Birdshot often starts with floaters and/​or blurred vision. Other symptoms include: night blindness, problems with colour vision, sensitivity to bright lights, distortions in vision, pain in the eyes, loss of depth perception and/​or peripheral (side) vision. It may also be possible for an ophthalmologist to see cream or orange oval-shaped spots in the retina

Birdshot Uveitis Society

Annie Folkard, Colin Chu and Fiona Gee - members of Birdshot Uveitis Society

Due to the lack of knowledge about birdshot, Annie co-founded the Birdshot Uveitis Society (BUS) in 2008.

When I was first diagnosed there was very little research being done and nobody knew anything about the condition and that was part of the reason we set up the Birdshot Uveitis Society.


BUS is not only a patient support group for birdshotters, but also a charity with the mission of raising the profile of the rare eye condition. 

The idea of gathering a core community of patients with birdshot meant that it became a lot easier to find a place of support for anyone dealing with the condition.

I was told there were very few patients in the UK [with birdshot] and we discovered that there are at least 600, as opposed to 25 or 30. So with the help of a patient society like us, it has helped the eye research community to take up uveitis and research it.

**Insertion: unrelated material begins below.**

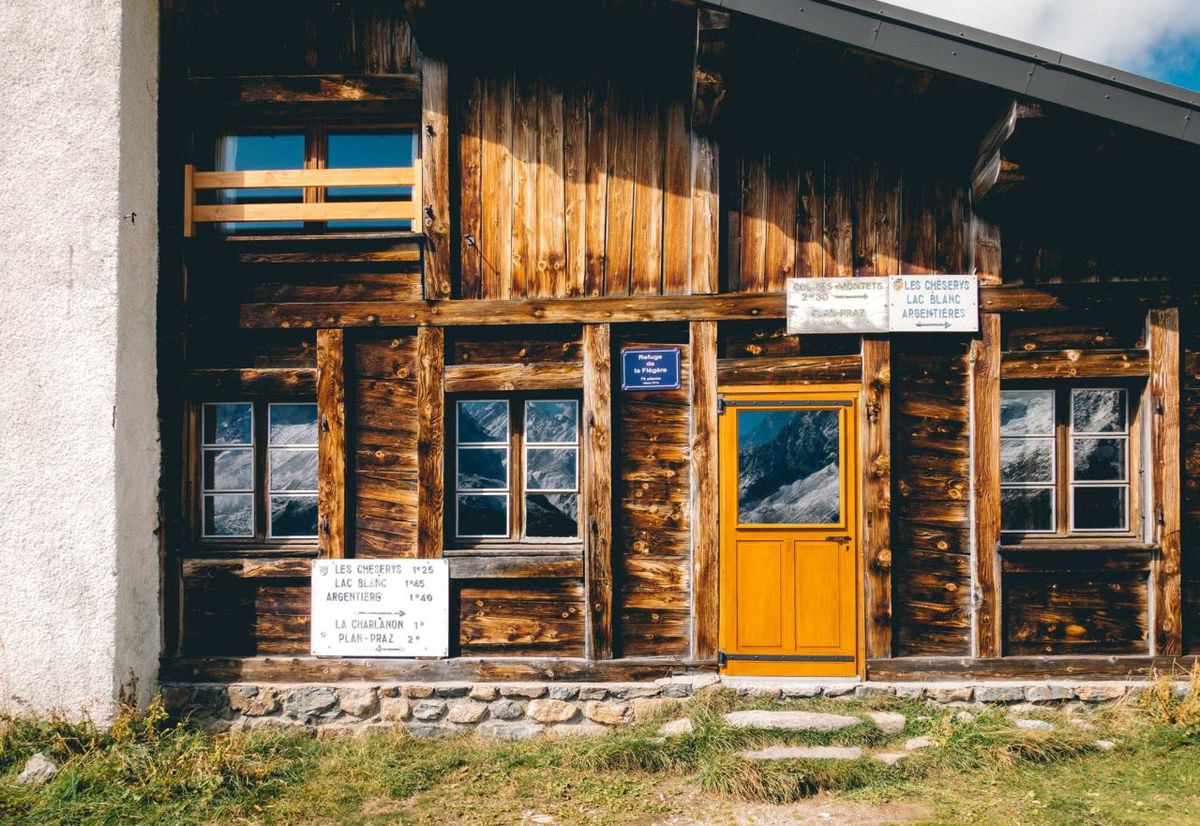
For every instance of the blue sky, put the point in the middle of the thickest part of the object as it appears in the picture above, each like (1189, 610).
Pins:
(1159, 39)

According to Annie, a patients’ society like BUS has filled in a gap in the eye research community. There has been progress in the last 10 years, and knowing there is a place to meet and talk to people with birdshot meant that more research is being done about the eye condition. 

The birdshotters’ community is very optimistic that in the future there won’t be people losing their sight needlessly. They believe and hope that other birdshotters will get treatments that don’t make them ill, and life can continue as normal.

It’s great that now it’s getting more airtime and people are more familiar with the problems that those who have this condition are living with.


Birdshot Uveitis Society’s members from South Africa and UK

Annie’s current treatment no longer has many severe side effects. She believes she has been very fortunate in being able to receive treatment that has successfully maintained her vision. Annie affirms that the most important thing is to keep your vision, maintain it, and if you have to suffer a little, it’s worthwhile”.